Route every AI call to the cheapest model that can handle it. 43 tools · 20+ providers · Claude Code, VS Code, Cursor, Codex, and more.

PyPI Tests Downloads Python MCP License Stars

Average savings: 60–80% vs running everything on Claude Opus.

# One command to start saving
uvx claude-code-llm-router install

# Or: guided 5-minute setup
uvx claude-code-llm-router quickstart
HostOne-line install
Claude Codellm-router install
VS Codellm-router install --host vscode
Cursorllm-router install --host cursor
Codex CLIllm-router install --host codex

LLM Router is an MCP server and hook set that intercepts prompts and routes them to the cheapest model that can handle the task.

It is built for a common failure mode in AI coding tools: using your best model for everything.

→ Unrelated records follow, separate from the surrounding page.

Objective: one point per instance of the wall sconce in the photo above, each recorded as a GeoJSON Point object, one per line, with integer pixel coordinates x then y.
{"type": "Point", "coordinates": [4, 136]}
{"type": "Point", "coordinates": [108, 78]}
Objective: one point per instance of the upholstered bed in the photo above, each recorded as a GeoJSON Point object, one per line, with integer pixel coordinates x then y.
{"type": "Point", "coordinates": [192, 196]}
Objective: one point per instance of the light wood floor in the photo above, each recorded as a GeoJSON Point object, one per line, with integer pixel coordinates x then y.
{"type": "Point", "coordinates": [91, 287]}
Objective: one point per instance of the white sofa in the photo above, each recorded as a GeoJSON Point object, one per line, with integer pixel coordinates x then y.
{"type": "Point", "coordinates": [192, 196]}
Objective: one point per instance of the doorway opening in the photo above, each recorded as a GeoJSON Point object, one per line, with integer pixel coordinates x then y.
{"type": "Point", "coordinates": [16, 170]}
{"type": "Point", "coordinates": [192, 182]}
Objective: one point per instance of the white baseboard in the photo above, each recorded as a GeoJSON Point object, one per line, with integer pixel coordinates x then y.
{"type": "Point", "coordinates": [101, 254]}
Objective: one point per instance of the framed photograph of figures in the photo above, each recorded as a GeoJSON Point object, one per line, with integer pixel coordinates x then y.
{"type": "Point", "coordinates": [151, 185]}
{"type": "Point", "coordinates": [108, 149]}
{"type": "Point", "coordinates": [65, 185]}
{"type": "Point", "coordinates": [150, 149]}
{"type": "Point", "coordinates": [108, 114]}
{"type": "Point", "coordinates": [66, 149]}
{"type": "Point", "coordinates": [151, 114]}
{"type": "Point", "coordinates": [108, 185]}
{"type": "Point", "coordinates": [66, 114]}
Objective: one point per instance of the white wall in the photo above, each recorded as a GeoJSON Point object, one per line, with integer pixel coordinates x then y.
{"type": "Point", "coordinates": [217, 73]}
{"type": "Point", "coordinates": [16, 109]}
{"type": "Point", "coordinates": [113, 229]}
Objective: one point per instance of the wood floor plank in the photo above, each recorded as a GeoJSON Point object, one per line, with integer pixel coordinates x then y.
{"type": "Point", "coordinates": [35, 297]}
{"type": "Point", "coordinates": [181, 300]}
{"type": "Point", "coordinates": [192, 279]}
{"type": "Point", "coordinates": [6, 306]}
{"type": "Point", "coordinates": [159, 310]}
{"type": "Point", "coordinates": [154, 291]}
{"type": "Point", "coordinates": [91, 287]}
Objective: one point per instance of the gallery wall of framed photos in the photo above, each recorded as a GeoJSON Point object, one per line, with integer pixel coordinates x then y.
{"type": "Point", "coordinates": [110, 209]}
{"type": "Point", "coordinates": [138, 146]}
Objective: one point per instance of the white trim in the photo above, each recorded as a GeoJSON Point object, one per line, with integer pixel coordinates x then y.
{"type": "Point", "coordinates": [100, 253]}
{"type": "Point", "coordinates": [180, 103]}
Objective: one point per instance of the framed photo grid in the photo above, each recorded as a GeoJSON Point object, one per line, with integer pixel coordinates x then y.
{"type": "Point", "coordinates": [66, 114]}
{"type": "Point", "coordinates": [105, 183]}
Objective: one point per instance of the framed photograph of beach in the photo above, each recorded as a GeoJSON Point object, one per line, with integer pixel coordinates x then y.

In Claude Code, that burns quota on simple explanations, file lookups, small edits, and repetitive prompts. In other MCP clients, it means paying premium-model prices for work that never needed them.

The goal is simple: keep cheap work on cheap or free models, keep hard work on Claude or other premium models, and remove the need to micromanage model selection. Works in Claude Code, Cursor, VS Code, Codex, Windsurf, Zed, claw-code, and Agno.


Why

Most sessions contain a lot of low-value turns: quick questions, repo lookups, boilerplate edits, and small follow-ups. Those are exactly the prompts that quietly burn through premium models.

LLM Router offloads that work first, then escalates when the task actually needs more capability.

  • Cheap work stays cheap.
  • Hard work still gets the best model.
  • Your workflow stays the same.

It does not try to replace Claude or force weak models onto hard tasks. It removes the waste around them.


Quick Start

pipx install claude-code-llm-router && llm-router install

llm-router install registers the MCP server and installs hooks so prompt routing starts automatically.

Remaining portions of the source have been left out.